Lula dismisses the situation of the Yanomami as “genocide” and “premeditated crime”
Brasilia, Jan 22 (EFE).- The President of Brazil, Luiz Inácio Lula da Silva, described this Sunday the situation of the Yanomami indigenous people as “genocide” and “premeditated crime”, for which he implicitly blamed the Jair administration Bolsonaro (2019-2022).
“More than a humanitarian crisis, what I saw in Roraima was a genocide. A premeditated crime against the Yanomami, committed by a government insensitive to the suffering of the Brazilian people,” the president said on his social networks.
Lula traveled on Saturday to the state of Roraima, on the border with Venezuela, to see in situ the serious state of the Yanomami people, who suffer numerous cases of child malnutrition and serious illnesses considered preventable.
This Sunday, the Urihi Yanomami Association reported the death of an indigenous woman “due to her serious state of malnutrition” and asked that the photograph of her that was disclosed to denounce the situation of the community, for cultural reasons, stop being published. .
In this context, the Government ordered the opening of an investigation for a possible crime of “genocide” against this ethnic group, as announced the day before by the Minister of Justice, Flávio Dino.
“There are strong indications of a crime of genocide and it will be investigated by the Federal Police,” said Dino, who accompanied the leader of the Workers’ Party (PT) to Roraima.

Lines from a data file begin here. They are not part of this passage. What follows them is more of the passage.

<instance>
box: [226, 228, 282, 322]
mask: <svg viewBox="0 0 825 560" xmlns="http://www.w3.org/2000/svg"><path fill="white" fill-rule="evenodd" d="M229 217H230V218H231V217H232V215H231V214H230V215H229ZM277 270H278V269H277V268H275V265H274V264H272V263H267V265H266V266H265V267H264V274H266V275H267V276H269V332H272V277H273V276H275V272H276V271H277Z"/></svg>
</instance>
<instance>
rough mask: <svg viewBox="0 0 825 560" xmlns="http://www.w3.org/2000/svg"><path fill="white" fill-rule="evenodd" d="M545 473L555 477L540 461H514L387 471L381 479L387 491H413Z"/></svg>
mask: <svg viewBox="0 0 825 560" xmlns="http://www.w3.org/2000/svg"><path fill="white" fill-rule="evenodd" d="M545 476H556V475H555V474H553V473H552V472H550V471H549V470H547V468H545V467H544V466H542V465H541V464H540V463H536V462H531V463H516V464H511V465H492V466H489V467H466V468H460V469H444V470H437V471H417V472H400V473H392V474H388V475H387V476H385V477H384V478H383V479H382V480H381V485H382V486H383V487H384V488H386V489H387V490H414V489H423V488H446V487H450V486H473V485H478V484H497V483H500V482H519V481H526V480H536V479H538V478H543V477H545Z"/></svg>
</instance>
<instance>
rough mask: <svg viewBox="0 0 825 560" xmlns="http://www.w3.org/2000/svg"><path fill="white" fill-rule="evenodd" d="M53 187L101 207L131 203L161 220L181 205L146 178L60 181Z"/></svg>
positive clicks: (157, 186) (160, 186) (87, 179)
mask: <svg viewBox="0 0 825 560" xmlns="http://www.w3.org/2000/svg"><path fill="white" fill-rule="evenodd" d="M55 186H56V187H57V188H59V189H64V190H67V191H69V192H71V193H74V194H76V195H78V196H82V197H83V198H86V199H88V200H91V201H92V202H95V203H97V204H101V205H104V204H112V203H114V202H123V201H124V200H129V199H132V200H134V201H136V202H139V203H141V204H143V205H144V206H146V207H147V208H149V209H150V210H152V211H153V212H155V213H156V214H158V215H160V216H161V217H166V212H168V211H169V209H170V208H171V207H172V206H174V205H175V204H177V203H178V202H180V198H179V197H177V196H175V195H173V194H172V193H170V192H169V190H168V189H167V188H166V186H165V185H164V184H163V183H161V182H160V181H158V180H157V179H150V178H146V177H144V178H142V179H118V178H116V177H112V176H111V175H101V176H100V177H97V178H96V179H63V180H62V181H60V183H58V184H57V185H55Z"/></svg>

A group of PT deputies has also filed a complaint with the Federal Public Ministry against Bolsonaro for an alleged crime of “genocide” against the Yanomami.
The Government has declared a “sanitary emergency” of “national importance” in the Yanomami indigenous land, which is the largest in Brazil, with nearly 10 million hectares, due to the “lack of assistance” in recent years, it alleged.
Today he announced that he will speed up the procedures to hire more doctors to “permanently” care for the Yanomami, as well as other native peoples of the country.
The Ministry of Indigenous Peoples estimates that “at least 570” Yanomami minors have died in recent years “due to mercury contamination, malnutrition and hunger.”
According to the portfolio, 99 Yanomami between the ages of 1 and 4 died in 2022 alone as a result of malnutrition, pneumonia, or diarrhea linked to the “advance of illegal mining in the region,” which pollutes the river and destroys the jungle.
The villages also suffer malaria outbreaks and violence from illegal miners, who are estimated to number more than 20,000 on the Yanomami indigenous land, located between the states of Amazonas and Roraima.
During his administration, Bolsonaro cut the budget of the bodies that combat environmental crimes and defended the exploitation of minerals and wood in indigenous reserves.
Without responding directly to Lula, the far-right leader dismissed the accusations of the new government as a “farce of the left”, in a message posted on his social networks that he accompanied with a series of measures that he says he took during his tenure to preserve the health of Indigenous.
The now ex-governor is currently in the United States, where he traveled on December 30, two days before the end of his term, without an official return to Brazil.